In fact, just days after the passing of 14-year-old Kaden Schmale, his aunt, April, couldn't say enough about her friend, Ndamukong, and the way he impacted her nephew.

"Ndamukong has such a big heart that he felt like if there was anything he could do for (Kaden), he would," said April Schmale.

Ndamukong and Kaden got to know each other through April Schmale, who met Suh through a mutual friend and worked for a large travel agency in Nebraska when Suh was still attending college.

April handled travel for Suh post-graduation when he was shuttling back and forth between NFL interviews and mentioned her nephew to the athlete.

"I told Ndamukong how much of a fan he was of him at Nebraska," said April. "They got to know each other through me."

DIFFICULT DIAGNOSIS
Kaden was diagnosed with brain cancer in 2004 at the age of six.

The tumor was a centralized form of cancer that was removed with brain surgery. Kaden had a year's worth of chemotherapy and radiation, and was declared in remission, or cancer-free.

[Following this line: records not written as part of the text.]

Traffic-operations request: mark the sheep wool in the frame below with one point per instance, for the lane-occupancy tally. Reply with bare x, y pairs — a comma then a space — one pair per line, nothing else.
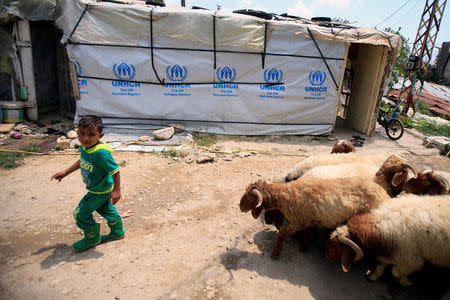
405, 232
306, 202
331, 159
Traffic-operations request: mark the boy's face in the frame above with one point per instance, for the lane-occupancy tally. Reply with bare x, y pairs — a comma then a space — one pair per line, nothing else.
88, 137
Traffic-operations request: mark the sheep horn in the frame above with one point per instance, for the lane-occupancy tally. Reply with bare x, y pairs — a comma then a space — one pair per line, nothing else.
257, 194
442, 181
408, 166
351, 244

He received annual follow-up MRIs following his clean bill of health and all was clear for five years.

When he went in for the MRI six years after he was declared cancer-free, the doctor told the family he would probably be in the clear since after making it so far.

"We kind of let our guard down," said April. "Then he went back in in February or March of 2009 for his MRI and they said it had come back, but this time it was Glioblastoma, which is the most aggressive type of brain cancer there is and isn't typically seen in children."

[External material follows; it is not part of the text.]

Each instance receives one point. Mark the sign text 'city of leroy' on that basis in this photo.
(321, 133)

Doctors weren't sure how to treat it, but performed another brain surgery to remove the tumor and then followed up with another 10 months of chemotherapy.

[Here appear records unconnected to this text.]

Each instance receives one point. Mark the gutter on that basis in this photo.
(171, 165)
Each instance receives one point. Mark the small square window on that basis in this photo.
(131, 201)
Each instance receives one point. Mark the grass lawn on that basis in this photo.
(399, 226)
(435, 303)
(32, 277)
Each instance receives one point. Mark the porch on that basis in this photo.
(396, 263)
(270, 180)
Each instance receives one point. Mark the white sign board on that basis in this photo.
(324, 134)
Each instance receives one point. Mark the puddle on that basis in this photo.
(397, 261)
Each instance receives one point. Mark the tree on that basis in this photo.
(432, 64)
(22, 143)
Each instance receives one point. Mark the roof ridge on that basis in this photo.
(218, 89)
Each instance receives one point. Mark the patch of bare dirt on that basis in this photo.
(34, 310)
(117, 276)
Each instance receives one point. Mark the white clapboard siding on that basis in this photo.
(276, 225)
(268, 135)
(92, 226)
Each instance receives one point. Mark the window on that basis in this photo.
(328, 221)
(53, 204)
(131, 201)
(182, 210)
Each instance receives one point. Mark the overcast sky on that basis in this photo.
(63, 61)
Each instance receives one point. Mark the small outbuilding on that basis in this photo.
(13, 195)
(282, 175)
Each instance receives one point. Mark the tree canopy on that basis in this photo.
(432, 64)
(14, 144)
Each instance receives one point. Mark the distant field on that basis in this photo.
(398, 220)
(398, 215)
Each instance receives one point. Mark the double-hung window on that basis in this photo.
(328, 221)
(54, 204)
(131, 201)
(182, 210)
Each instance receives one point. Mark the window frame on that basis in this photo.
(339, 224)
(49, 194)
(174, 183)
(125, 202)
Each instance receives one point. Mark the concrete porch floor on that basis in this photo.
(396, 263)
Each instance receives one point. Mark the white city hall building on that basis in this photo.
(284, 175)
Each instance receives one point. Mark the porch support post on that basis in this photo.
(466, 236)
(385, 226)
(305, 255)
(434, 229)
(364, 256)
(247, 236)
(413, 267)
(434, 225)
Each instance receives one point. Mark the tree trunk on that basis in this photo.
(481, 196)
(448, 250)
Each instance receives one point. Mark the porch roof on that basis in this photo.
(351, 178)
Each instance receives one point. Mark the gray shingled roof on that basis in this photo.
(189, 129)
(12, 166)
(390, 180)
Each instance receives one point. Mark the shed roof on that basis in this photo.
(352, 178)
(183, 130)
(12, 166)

"The chemo would hold it off for awhile and then it would turn around and continue to grow," said April. "He had three brain surgeries in all; one in March of 2009, one of March of 2010.

"We basically, at that point, said this type (of cancer) has fingers and burrows down into the brain – we just weren't able to get it all.

"The average life expectancy after diagnosis of Glioblastoma is 12 months and he made it almost three years. So he's a fighter."

GOOD LUCK CHARM
Suh had given April items to help encourage Kaden through his therapy process, including a Detroit Lions jersey as a "chemo present" following what the family hoped would be his final session in March of 2011.

Six weeks after that final session, however, the cancer started growing again.

"Ndamukong had invited us to come up to a game and I said, ‘I'd really love to bring Kaden,'" said April. "He's said, ‘Absolutely.'

"We worked it out to come to the home opener of the (2012) season. The three of us (Kaden, April and Kaden's mom, Sherri) came up to the suite and came to the game and Ndamukong came up and spent some time with us after the game."

The game Kaden attended was the team's regular season opener against the St. Louis Rams.

In that game, the Lions trailed by three heading into the final minute of regulation.

"I said to Kaden, ‘Oh, my God, they're going to end up kicking a field goal and we're going to go into overtime,' and he said, ‘No, they're not. They're going to score a touchdown and win,'" said April.

"Literally the next play, Matt Stafford threw like a 5-yard touchdown pass and they scored and they won with like 10 seconds left. We were just like, ‘You've got to be kidding me.'"

Following that game, Suh surprised Kaden in the suite.

"I didn't tell him that we were going to meet him," said April. "His face just turned bright red and he kind of looked at Ndamukong and looked at me and looked back and Ndamukong like, ‘Oh my God, is this really him?'

"(Ndamukong) came over and they talked for probably 20 minutes, just about everything."

LOVING THE LIONS
Kaden, his aunt, April, and his mom, Sherri, made that trip out to Detroit the first weekend of September.

Almost five months to the day – Monday, February 4 – Kaden lost his battle with cancer.

"I wanted to give him and my sister memories for them – especially my sister - knowing what was probably going to be the outcome with this type of cancer," said April of the family's trip to Detroit.

"I was so thankful that Ndamukong wanted to be a part of and wanted to give him those memories."

Those memories have ultimately turned Kaden's family into full-fledged Lions fans.

"(These athletes are) in a position to raise awareness and just give people hope," said April.

"(Kaden) just looked up to him so much. It just gave him encouragement to keep going."